As the India-USA Commercial Dialogue gets underway in Delhi — after a hiatus of three years — with the visit of the US Secretary of Commerce Gina Raimondo to India between 7-10 March, much is visibly at stake to take forward the discussions on cooperation in various sectors that could unlock new trade and investment opportunities between the two countries. Raimondo who is visiting New Delhi on the invitation of Commerce and Industry Minister Piyush Goyal, will also participate in the CEO Forum which was soft-launched by the two ministers on 9th November 2022 via video-conference, with thrust on increasing supply chain resilience, enhancing energy security and reducing overall greenhouse gas emissions, advancing inclusive digital trade and facilitating post-pandemic economic recovery, especially for small businesses.

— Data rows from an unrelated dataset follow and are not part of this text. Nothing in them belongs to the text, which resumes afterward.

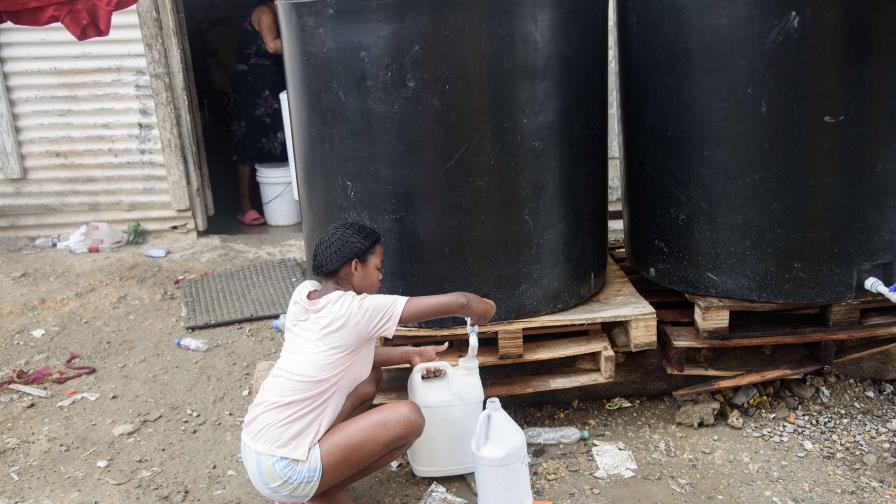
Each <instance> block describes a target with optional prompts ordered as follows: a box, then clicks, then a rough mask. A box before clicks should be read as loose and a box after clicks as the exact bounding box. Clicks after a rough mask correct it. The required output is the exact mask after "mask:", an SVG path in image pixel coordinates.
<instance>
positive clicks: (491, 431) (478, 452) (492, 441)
mask: <svg viewBox="0 0 896 504" xmlns="http://www.w3.org/2000/svg"><path fill="white" fill-rule="evenodd" d="M470 451H472V452H473V460H474V464H475V473H476V490H477V495H476V497H477V499H478V502H479V504H532V485H531V484H530V481H529V454H528V452H527V451H526V434H525V433H523V429H520V426H519V425H517V424H516V422H514V421H513V419H512V418H510V415H508V414H507V412H506V411H504V409H502V408H501V402H500V401H499V400H498V398H497V397H492V398H490V399H489V400H488V401H487V402H486V404H485V411H483V412H482V414H481V415H480V416H479V421H478V422H477V424H476V434H475V435H474V436H473V441H472V442H471V443H470Z"/></svg>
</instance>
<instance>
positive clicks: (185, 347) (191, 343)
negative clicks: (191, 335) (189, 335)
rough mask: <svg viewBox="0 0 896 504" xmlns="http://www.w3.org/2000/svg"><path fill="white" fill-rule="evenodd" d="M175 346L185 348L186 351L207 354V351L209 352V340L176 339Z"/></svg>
mask: <svg viewBox="0 0 896 504" xmlns="http://www.w3.org/2000/svg"><path fill="white" fill-rule="evenodd" d="M174 346H176V347H178V348H183V349H184V350H193V351H196V352H205V351H206V350H208V340H204V339H198V338H190V337H186V338H174Z"/></svg>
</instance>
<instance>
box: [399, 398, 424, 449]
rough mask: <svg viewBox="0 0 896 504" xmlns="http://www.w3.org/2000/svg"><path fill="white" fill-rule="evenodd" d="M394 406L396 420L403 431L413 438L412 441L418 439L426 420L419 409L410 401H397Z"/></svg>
mask: <svg viewBox="0 0 896 504" xmlns="http://www.w3.org/2000/svg"><path fill="white" fill-rule="evenodd" d="M395 406H396V409H397V416H398V419H397V420H398V421H400V422H401V423H402V425H403V427H404V429H403V430H404V431H405V432H407V433H409V434H410V435H412V436H413V438H412V440H413V439H417V438H418V437H420V434H423V427H425V426H426V419H425V418H424V417H423V412H422V411H420V408H419V407H418V406H417V405H416V404H414V403H413V402H411V401H399V402H398V403H395Z"/></svg>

“This is an optimistic time for US-India relations, and I am excited to visit India during such a special time of year, the celebration of Holi,” a US embassy press statement quoted Raimondo as saying ahead of the India visit. “Through the CEO Forum, the Commercial Dialogue and IPEF, we are making excellent progress in bringing our countries closer together by creating new markets for trade, expanding those that already exist,” Raimondo said.
The exercise will be shaped against tectonic shifts in the global and geopolitical landscape since the last India-USA Commercial Dialogue was held in February 2019 as a cooperative undertaking encompassing regular government-to-government meetings to be held in conjunction with private sector meetings with an aim to facilitate trade and maximize investment opportunities across a broad range of economic sectors. Since then a pandemic and the Russia-Ukraine conflict have ravaged the global social, political and economic systems, trade and businesses and a belligerent China has also pushed infrastructure, digital trade, green technology and supply chain resilience as the core agenda of India-US cooperation in the US Indo-Pacific Economic Framework (IPEF) launched in May 2022 with India as one of the partners.
Now with India holding the G20 presidency in 2023, the proposed re-launch of the Commercial Dialogue will likely have New Delhi and the US directing efforts towards further intensifying to achieve global growth objectives that are inclusive, sustainable, centered on critical and emerging technologies, resilient supply chains and climate action. On a more favourable note, the Commercial Dialogue comes at a time when the triumvirate of trade, business and economy have deepened their prominence in the matrix of India-US multifaceted relations.
A closer look at the “2023 Trade Policy Agenda and 2022 Annual Report of the President of the United States on the Trade Agreements Program” released by the office of the United States Trade Representative on 1 March 2023 and a copy of which is with the Daily Guardian, underlines the “dynamic and important trade and investment relationship that India the United States share” and the discussions at the 13th meeting of the TPF in Washington on the “tremendous potential for growth between our economies and how we can work together to bring a impact to working people in both countries”.